Wednesday, December 30, 2009

Social networking tools (like Twitter) returns the advocate to customer service

When I was 16 too long ago, having just started driving in my bullet nose 1947 Studebaker, I got pulled over for slightly speeding late one night. When the policeman asked for drivers license and flashed his light first on it and then on my face, he then flashed the light on his face and laughingly said: “Lexy, you were about five miles over the speed limit. I’m not writing you a ticket. Go home.” It was Bobby Rollins, the older brother of my girlfriend who lived across the street. He knew I was really a good kid, and let me off with just a warning.

When I bought my first house and went to my bank for a loan, where I’d been banking for MANY years, despite not really having the right credit history, the manager approved my loan. He knew I would be good for the loan. Today that seldom happens as you can’t get past the system-based rules to a person who will take the time to review your history and the situation.

But wait….perhaps social networking aids….true collaborative aids may be playing a role today and bringing back a person who will be your advocate.

Two days ago, I got a letter from American Express telling me that I’ve been put in the penalty box for missing a payment (heavy duty charges, a year's worth of onerous interest), a situation that immediate raised my ire and made me want to cancel my Amex card. Now, since I pay my bills in full, the onerous penalty wouldn’t apply, but there was a principle here for me. As a member in good standing since 1973, I was hurt. Particularly since I never got a bill!

I blasted my ire on Twitter and copied @AmericanExpress.

I received two kinds of responses: 1) lots of people saying similar things had happened to them and how they had handled it. 2) #AmericanExpress on Twitter encouraged me to #AskAmex. I did, and through the afternoon worked with one of their Social Media Inquiry people. (Yes, PEOPLE. American Express has a team on Twitter assigned to address issues for its customers.) If you look at #AskAmex, you will see the bio of the team: Now tweeting, Beth (B), Nadir (N) and Rachel (R) from 9AM-5:30PM ET M-F. When we’re not tweeting we enjoy cooking, football and spending time with family. Through DM, I was guided by them to go to my online account and send an inquiry with “my facts.” I did, and within a short time, I received the kind of letter that someone with a 35+ year good history with American Express feels she deserves. It started with: Thanks for taking the time to contact me via email. I can definitely understand how frustrated you would be with this situation. I have reviewed your account and have taken care of everything. It ended with: It was my pleasure to assist you. Have a happy and a healthy new year!

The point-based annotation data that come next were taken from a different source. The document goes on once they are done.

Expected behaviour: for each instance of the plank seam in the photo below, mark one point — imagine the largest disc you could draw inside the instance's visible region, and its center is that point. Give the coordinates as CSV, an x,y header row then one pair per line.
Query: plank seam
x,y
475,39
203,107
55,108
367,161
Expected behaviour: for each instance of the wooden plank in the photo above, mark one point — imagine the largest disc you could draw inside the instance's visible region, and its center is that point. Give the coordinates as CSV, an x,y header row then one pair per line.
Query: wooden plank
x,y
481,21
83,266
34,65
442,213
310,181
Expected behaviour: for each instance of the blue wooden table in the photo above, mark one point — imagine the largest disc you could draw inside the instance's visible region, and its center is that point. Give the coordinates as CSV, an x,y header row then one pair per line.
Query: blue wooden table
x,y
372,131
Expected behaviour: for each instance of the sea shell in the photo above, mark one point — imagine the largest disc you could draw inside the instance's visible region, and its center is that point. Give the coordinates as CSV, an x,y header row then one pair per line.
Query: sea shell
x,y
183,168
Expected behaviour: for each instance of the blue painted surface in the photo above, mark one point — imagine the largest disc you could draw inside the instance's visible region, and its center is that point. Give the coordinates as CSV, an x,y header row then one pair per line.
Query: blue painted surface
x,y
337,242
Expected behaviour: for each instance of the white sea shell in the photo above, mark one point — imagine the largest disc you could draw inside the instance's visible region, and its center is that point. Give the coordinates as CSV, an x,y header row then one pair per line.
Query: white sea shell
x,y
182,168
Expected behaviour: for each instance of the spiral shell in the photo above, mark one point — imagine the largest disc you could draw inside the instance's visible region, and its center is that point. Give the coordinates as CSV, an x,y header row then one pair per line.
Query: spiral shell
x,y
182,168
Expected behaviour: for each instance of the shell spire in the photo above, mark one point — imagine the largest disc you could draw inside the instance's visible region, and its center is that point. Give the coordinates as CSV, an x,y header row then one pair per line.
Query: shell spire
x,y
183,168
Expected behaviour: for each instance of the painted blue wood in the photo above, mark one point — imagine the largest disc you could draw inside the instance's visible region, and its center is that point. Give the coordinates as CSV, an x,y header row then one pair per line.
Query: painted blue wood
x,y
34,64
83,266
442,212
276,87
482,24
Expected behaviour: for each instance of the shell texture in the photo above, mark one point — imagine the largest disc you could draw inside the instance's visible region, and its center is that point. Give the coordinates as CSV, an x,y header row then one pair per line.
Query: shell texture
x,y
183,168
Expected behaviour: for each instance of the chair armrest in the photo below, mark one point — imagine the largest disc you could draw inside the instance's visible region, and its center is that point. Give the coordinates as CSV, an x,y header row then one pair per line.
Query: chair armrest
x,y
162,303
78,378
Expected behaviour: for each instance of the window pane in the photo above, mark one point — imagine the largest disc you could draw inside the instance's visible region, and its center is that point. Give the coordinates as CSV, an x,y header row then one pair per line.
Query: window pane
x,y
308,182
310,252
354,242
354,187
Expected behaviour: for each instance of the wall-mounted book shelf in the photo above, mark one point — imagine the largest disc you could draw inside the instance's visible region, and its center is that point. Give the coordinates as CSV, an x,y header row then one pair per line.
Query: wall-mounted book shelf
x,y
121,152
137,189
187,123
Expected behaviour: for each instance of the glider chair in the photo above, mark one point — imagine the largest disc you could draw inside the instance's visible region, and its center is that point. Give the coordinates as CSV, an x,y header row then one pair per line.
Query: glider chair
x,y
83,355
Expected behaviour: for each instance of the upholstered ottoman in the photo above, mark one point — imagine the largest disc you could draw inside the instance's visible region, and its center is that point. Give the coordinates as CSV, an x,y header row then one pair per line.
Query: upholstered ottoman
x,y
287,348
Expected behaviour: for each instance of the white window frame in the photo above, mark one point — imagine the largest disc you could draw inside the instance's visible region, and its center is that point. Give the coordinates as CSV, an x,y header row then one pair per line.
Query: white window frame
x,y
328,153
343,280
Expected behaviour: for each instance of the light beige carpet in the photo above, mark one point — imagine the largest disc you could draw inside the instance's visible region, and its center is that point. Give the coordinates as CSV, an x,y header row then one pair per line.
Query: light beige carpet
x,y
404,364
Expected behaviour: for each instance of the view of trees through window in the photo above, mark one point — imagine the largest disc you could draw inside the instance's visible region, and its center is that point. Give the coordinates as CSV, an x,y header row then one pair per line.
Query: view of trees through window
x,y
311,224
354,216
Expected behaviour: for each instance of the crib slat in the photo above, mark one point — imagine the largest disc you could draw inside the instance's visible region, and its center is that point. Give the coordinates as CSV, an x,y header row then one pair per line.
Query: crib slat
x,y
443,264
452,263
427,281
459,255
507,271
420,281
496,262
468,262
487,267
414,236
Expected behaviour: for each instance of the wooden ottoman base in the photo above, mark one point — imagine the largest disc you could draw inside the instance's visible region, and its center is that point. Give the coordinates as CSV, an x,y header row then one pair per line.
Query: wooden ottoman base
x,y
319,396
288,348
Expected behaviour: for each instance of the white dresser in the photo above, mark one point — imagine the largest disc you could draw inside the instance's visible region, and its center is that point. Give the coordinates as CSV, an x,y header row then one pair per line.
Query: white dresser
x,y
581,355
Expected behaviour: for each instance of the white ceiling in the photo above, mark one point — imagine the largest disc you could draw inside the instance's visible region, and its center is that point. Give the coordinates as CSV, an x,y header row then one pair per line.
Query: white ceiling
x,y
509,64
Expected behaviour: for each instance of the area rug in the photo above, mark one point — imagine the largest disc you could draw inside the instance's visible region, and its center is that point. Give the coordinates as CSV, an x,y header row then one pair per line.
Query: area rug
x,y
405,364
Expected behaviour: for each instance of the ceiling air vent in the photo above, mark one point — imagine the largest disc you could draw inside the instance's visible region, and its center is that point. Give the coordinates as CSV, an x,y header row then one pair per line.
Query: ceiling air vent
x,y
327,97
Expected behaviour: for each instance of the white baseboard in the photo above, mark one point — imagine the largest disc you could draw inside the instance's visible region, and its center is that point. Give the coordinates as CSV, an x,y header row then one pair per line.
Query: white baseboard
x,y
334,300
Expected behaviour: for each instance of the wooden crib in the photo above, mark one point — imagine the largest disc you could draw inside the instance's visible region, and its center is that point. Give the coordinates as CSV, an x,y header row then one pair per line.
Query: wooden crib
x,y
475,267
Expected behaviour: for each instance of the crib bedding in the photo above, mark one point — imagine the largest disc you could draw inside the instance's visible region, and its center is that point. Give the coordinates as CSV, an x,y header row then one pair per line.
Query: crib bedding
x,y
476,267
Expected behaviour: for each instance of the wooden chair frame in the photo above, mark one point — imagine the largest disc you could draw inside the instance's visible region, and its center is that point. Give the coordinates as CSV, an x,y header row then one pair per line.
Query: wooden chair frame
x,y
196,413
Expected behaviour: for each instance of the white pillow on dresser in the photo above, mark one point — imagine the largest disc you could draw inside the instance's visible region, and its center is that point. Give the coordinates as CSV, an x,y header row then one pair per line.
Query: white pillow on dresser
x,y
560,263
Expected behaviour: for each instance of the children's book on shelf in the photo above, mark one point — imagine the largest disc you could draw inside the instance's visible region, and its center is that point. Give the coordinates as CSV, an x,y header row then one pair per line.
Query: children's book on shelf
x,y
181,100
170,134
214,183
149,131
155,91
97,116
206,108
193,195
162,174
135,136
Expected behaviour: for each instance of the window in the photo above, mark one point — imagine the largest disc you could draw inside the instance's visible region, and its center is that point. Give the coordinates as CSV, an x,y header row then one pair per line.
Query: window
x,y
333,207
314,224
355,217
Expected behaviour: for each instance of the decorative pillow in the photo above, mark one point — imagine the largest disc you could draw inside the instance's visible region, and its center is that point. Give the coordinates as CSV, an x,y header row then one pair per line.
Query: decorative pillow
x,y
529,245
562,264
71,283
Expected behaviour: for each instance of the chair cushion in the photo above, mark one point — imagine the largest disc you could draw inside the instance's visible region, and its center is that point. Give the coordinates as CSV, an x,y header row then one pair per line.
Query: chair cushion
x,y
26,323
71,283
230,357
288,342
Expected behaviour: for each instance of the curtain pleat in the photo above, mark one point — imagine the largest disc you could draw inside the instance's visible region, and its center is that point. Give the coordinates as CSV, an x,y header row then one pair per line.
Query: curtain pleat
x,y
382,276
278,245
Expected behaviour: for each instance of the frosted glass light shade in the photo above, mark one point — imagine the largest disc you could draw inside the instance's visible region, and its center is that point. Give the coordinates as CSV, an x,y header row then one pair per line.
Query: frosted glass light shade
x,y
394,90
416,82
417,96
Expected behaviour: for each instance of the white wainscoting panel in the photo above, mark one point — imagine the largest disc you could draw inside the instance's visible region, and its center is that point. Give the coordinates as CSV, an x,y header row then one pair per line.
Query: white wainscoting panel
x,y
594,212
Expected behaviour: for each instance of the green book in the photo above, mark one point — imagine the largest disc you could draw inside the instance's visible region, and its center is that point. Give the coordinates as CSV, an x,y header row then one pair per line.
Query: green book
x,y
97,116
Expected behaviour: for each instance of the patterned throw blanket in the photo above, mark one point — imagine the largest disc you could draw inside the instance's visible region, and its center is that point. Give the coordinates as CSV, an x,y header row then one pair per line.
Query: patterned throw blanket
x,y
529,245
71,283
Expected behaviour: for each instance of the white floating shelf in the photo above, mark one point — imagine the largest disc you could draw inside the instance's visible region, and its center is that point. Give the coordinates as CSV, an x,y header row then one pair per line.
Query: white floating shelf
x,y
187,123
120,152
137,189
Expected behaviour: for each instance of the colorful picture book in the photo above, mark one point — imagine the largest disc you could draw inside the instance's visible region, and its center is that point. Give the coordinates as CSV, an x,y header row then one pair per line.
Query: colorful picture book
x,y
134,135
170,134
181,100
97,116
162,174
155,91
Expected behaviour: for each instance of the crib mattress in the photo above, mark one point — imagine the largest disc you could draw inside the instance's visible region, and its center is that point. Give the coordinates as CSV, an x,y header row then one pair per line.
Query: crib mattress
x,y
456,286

A real person handled this situation in a compassionate and expeditious manner! Wow….that sure doesn’t happen when one tries to get through phone menu hell. Not that I’ve had to contact American Express…perhaps its phone services are equally good, but I’ve had the occasional mishap with mobile services and have lost a credit card or two over the past 40 years, to be totally frustrated by the process of remedying the issues with the respective providers.

So, thank you American Express. And, especially thank you to the Social Media Inquiry group at AskAmex. And, I’m totally stoked on the power of social media! For me, it has returned me to the good old days of PEOPLE who support you when stuff happens. I feel like the group is my friend!

1 comment:

Amy Wilson said...

Great story Lexy! Thanks for sharing!